1 Cash-Producing Stock Worth Your Attention and 2 We Find Risky

CPRT Cover Image

A company that generates cash isn’t automatically a winner. Some businesses stockpile cash but fail to reinvest wisely, limiting their ability to expand.

Cash flow is valuable, but it’s not everything - StockStory helps you identify the companies that truly put it to work. That said, here is one cash-producing company that reinvests wisely to drive long-term success and two best left off your watchlist.

Two Stocks to Sell:

Polaris (PII)

Trailing 12-Month Free Cash Flow Margin: 6.2%

Founded in 1954, Polaris (NYSE: PII) designs and manufactures high-performance off-road vehicles, snowmobiles, and motorcycles.
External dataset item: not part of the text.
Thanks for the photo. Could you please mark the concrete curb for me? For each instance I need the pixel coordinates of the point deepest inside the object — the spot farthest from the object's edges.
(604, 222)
Why Do We Think PII Will Underperform?

  1. Products and services have few die-hard fans as sales have declined by 13% annually over the last two years
  2. Earnings per share fell by 25.6% annually over the last five years while its revenue grew, showing its incremental sales were much less profitable
  3. Diminishing returns on capital suggest its earlier profit pools are drying up

Polaris’s stock price of $53.66 implies a valuation ratio of 7.1x forward EV-to-EBITDA. Read our free research report to see why you should think twice about including PII in your portfolio.

Dun & Bradstreet (DNB)

Trailing 12-Month Free Cash Flow Margin: 17.1%

Known for its proprietary D-U-N-S Number that serves as a unique identifier for businesses worldwide, Dun & Bradstreet (NYSE: DNB) provides business decisioning data and analytics that help companies evaluate credit risks, verify suppliers, enhance sales productivity, and gain market visibility.

Why Is DNB Risky?

  1. 3.7% annual revenue growth over the last two years was slower than its business services peers
  2. Costs have risen faster than its revenue over the last five years, causing its adjusted operating margin to decline by 5 percentage points
  3. Earnings per share were flat over the last four years and fell short of the peer group average

At $9.10 per share, Dun & Bradstreet trades at 8.5x forward P/E. Dive into our free research report to see why there are better opportunities than DNB.

One Stock to Buy:

Copart (CPRT)

Trailing 12-Month Free Cash Flow Margin: 25.7%

Starting as a single salvage yard in California in 1982, Copart (NASDAQ: CPRT) operates an online auction platform that connects sellers of damaged and salvage vehicles with buyers ranging from dismantlers and rebuilders to used car dealers and exporters.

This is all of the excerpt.